The Reachability Problem for Neural-Network Control Systems
Christian Schilling, Martin Zimmermann
TL;DR
This paper studies reachability in neural-network control systems (NNCS) where the controller is a ReLU DNN $N:\mathbb{R}^d\to\mathbb{R}^c$ and the plant is $P:\mathbb{R}^{d+c}\to\mathbb{R}^d$, with the loop map $C_{P,N}=P(\cdot,N(\cdot))$ and reachability defined by the existence of $x_0\in X_0$, $k\ge0$ such that $(C_{P,N})^k(x_0)\in\varphi$, for polyhedral $X_0,\varphi$. The central result shows undecidability: the NNCS reachability problem is undecidable even for a trivial plant and fixed-depth networks with $3$ inputs and $3$ outputs, using a reduction from the halting problem of a two-counter machine. In contrast, the authors establish semi-decidability when the plant and the input/target sets are $\omega$-regular (definable by Büchi automata), by encoding DNN behavior as automata and composing with an automaton-definable plant. They further identify $\omega$-regular plants, such as multi-mode linear maps, as a practical class enabling a semi-decision procedure via automata intersections, highlighting a boundary between undecidable and semi-decidable regimes and guiding verification approaches for restricted NNCS classes.
Abstract
A control system consists of a plant component and a controller which periodically computes a control input for the plant.

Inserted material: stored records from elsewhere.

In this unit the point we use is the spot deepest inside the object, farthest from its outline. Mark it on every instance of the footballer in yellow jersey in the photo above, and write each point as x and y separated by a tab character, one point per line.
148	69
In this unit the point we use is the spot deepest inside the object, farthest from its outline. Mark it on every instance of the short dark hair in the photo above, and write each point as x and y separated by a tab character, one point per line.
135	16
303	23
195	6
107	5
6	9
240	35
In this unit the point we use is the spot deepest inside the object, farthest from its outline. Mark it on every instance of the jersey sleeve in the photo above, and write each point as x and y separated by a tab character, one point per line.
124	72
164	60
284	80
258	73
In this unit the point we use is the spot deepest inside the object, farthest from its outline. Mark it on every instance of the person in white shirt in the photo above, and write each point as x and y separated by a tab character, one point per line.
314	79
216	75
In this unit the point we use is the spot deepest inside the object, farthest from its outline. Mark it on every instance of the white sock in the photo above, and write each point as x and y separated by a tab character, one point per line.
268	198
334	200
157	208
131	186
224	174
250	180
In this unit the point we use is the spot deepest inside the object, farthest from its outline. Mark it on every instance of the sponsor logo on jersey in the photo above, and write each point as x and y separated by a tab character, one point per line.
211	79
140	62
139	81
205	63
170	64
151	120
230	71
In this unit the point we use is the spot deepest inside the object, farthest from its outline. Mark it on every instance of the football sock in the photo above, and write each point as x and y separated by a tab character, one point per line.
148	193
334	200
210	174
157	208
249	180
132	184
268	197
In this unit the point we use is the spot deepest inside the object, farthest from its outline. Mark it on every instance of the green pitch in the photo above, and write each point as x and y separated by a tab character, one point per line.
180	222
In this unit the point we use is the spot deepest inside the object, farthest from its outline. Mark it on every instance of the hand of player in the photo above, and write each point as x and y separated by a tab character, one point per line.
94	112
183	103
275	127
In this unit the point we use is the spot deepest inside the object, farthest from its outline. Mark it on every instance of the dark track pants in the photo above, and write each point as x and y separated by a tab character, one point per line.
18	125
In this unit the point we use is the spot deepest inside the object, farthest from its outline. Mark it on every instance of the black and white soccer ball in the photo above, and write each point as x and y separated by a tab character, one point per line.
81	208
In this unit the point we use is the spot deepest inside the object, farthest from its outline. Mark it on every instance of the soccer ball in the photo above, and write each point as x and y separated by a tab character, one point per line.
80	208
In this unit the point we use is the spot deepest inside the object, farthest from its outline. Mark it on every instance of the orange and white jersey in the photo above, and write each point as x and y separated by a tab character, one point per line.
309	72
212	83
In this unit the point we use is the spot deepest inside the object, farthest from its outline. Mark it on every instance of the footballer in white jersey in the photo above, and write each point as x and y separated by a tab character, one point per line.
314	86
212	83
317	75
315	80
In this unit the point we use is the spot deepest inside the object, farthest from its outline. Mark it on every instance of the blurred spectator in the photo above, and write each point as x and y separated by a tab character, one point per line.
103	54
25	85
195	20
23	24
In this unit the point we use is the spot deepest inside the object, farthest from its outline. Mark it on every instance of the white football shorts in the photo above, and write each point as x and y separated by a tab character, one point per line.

We consider systems where the controller is implemented by a feedforward neural network with ReLU activations. The reachability problem asks, given a set of initial states, whether a set of target states can be reached. We show that this problem is undecidable even for trivial plants and fixed-depth neural networks with three inputs and outputs. We also show that the problem becomes semi-decidable when the plant as well as the input and target sets are given by automata over infinite words.